It’s Not an Effort Problem
It’s an awareness gap: how blind spots throw midlife fitness off balance.
I’ve always loved numbers. Math just makes sense to me. I’m a very analytical person, and I like being able to quantify something by measuring it, running it through a formula, and getting a result. Abstract reflection has never been my strength, so if something feels vague or conceptual, I tend to go full deer-in-headlights.
A lot of fitness advice lives in that vague zone.
“Listen to what your body is telling you.”
“Find balance.”
“Fix your mindset.”
None of this is wrong. I just noticed that when advice stays abstract, I tend not to act on it. I spend a lot of energy pondering that abstract advice, trying to figure out exactly what it means. I’m so busy overthinking that it causes analysis paralysis, and everything stays exactly the same.
I needed to find a way to quantify midlife fitness. Here’s how I did it.
About three months ago, I came across the Wheel of Life, a simple self-assessment that asks you to score different areas of your life on a scale from 1 to 10, plot those scores on a circle, and connect the dots. The interesting part isn’t the numbers themselves. It’s the shape they create. If the shape is jagged and uneven, you know where to focus your energy to correct the imbalances.
I loved the idea of this because, duh, numbers—so I tried the same approach with midlife fitness. I creatively called it Wheel of Midlife Fitness (again, numbers guy, not marketing guy).
I drew a circle and split it into five sections: movement, strength, nutrition, recovery, and mindset.
I rated each area from 1 to 10 based on how much I move, how strong I think I am, what my diet looks like, how much time and effort I spend recovering, and where my head is at when it comes to my own fitness. A score of 1 meant neglected or broken, and a 10 meant thriving.
When I connected the dots, my wheel was jagged, so a lot of my fitness frustrations made sense. I could see and quantify where I needed to focus my attention over the next few months.
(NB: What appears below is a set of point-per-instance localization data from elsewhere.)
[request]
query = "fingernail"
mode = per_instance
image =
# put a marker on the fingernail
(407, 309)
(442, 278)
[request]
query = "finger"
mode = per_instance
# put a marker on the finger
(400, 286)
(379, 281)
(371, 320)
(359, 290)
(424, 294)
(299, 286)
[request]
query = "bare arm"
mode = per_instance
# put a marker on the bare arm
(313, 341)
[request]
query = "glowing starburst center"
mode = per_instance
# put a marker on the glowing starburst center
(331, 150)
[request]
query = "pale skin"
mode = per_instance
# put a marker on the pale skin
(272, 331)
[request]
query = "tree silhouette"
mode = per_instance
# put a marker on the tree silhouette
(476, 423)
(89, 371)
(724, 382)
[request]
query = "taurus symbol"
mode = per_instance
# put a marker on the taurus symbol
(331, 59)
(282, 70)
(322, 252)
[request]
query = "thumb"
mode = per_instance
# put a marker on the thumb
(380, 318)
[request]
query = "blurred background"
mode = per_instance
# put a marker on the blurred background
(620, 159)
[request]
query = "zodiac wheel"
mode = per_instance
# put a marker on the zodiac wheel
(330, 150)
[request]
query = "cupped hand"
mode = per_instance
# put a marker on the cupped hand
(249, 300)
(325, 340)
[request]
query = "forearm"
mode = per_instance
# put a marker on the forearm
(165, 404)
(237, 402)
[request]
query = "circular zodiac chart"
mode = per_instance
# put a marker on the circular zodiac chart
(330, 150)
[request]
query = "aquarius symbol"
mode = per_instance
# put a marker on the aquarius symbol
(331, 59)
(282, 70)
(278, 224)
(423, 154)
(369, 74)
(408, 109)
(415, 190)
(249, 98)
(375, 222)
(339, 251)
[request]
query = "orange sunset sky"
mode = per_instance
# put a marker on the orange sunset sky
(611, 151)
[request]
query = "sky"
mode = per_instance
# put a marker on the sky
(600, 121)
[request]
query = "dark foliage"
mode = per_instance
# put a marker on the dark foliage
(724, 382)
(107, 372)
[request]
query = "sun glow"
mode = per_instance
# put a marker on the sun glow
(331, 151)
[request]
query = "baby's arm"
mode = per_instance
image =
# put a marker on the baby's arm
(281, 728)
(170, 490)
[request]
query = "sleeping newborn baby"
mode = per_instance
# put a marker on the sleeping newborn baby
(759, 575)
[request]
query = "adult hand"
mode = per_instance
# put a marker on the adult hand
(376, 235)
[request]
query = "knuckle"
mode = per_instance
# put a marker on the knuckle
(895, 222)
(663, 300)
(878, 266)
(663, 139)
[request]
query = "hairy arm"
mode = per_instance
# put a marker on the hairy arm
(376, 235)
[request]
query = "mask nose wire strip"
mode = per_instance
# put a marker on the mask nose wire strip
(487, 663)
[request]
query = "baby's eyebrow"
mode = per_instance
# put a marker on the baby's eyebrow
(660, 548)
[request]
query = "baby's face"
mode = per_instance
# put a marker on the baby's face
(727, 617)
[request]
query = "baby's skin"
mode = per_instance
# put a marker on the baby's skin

It wasn’t an effort problem. It was an awareness gap.
To ask yourself this week
When it comes to your fitness, which area do you pay the least attention to?
To try this week
Draw the Wheel of Midlife Fitness (or use my template), mark your scores, and connect the dots. Look at the shape and notice where it’s jagged. Pick one low-scoring area and write down one concrete action you can take to support it.
Thanks for reading,
-Marek





The Artist’s Way has a similar kind of wheel that it has you make and reference back to. Always eye opening to see where the wonky bits land - sometimes it’s obvious to me before hand, but other times it isn’t until I see it that I CAN see it.